Appelée «meth» ou «crystal» aux États-Unis, «Vint» à Moscou ou «Pervitine» à Prague, le boom de la méthamphétamine, une drogue de synthèse qui supplante désormais la cocaïne et l'héroïne dans plusieurs pays, inquiète médecins, travailleurs sociaux et policiers du monde entier.

Sophie Pons AGENCE FRANCE-PRESSE

Cette drogue facile à fabriquer artisanalement à partir de médicaments vendus sans ordonnance est désormais «la plus répandue dans le monde après le cannabis», comme l'ont souligné les experts réunis cette semaine à Prague pour la première conférence globale sur le sujet.

La meth «ne repose pas sur une plante particulière mais sur des produits chimiques disponibles sans restriction géographique», ce qui facilite l'essor des «laboratoires de cuisine», comme l'a expliqué le ministre tchèque de l'Intérieur, Ivan Langer lors des débats.

Car cette drogue «peut se produire facilement avec des produits courants et des équipements improvisés» -sur un simple réchaud par exemple-, sa fabrication ne requiert «aucune éducation ou formation particulière» et «sa simplicité est la raison principale de son expansion rapide dans le monde», selon les experts américains de l'US Drug enforcement Administration.

Conséquence, l'usage de ces stimulants qui peuvent s'avaler, se fumer ou s'injecter «a augmenté au niveau mondial plus que tout autre type de drogue», surtout chez les jeunes, selon Louisa Deghenardt, du Centre australien de recherche sur les drogues et l'alcool.

Des États-Unis à la Chine, en passant par la Géorgie, l'Australie ou l'Arabie Saoudite, plus d'une centaine de pays sont désormais touchés par cette drogue qui peut entraîner des troubles mentaux type schizophrénie ou paranoïa et contribue à la propagation du HIV, selon les études médicales présentées à Prague.

Si la «meth» est bien plus répandue en Asie et en Amérique du Nord que sur le continent européen, son accessibilité et son faible coût ont favorisé sa récente apparition dans des pays pauvres comme l'Ukraine: pour le prix d'une dose d'opiacé, les drogués préfèrent acheter des ingrédients permettant de fabriquer dix à douze doses de «vint», selon les travailleurs de terrain locaux.

Les autorités sont d'autant plus désarmées que le profil et les motifs des utilisateurs varient en fonction des régions du monde: à Vancouver, la meth touche avant tout les sans-abri et les marginaux, à San Francisco, les amateurs de sexe, au Cap, en Afrique du Sud, ce sont les adolescents qui sont les plus touchés.

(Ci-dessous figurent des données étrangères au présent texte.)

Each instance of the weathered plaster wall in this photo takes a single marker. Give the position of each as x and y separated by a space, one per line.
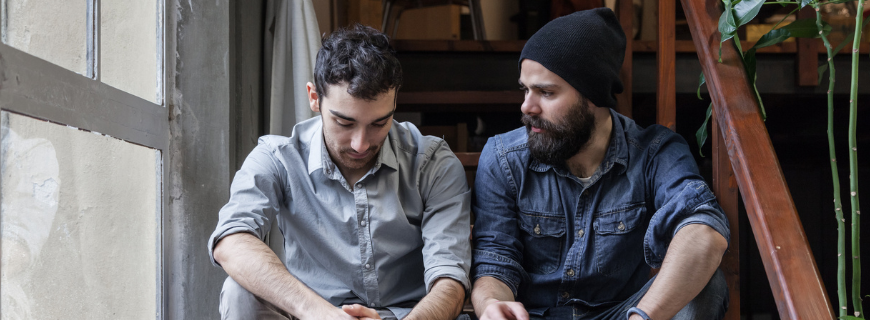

Aux États-Unis où elle fut populaire dès la fin des années 60 chez les milieux «bikers» type Hells Angel, le durcissement des lois n'a pas endigué le fléau: le taux de drogués traités pour son usage a augmenté de 127% entre 1995 et 2005, selon les services de santé américains. En Californie, la meth devance même l'alcool dans les motifs de traitements de dépendance.

Prisé pour ses supposées vertus de stimulant sexuel, son usage par injection est également responsable d'un tiers des nouveaux cas de HIV dans les milieux gays de San Francisco, selon une étude publiée à Prague. La méthamphétamine est aussi devenue la drogue la plus utilisée chez les femmes enceintes traitées pour dépendance aux États-Unis, au même niveau (25%) que le crack il y a deux décennies, selon une autre étude.

Au Canada, les autorités la considèrent comme «une des drogues potentiellement les plus dangereuses de toutes les substances illégales connues» dont elle dépasse désormais les volumes en terme de saisies.

Au niveau mondial, le nombre de personnes qui ont consommé au moins une fois des stimulants de type amphétamine au cours des douze derniers mois tourne autour de 34 millions, selon l'Office des Nations unies contre la drogue et le crime (ONUDC). Le marché mondial des drogues de synthèse est estimé à 65 milliards de dollars, ventes en gros et de détail combinées, selon l'ONUDC.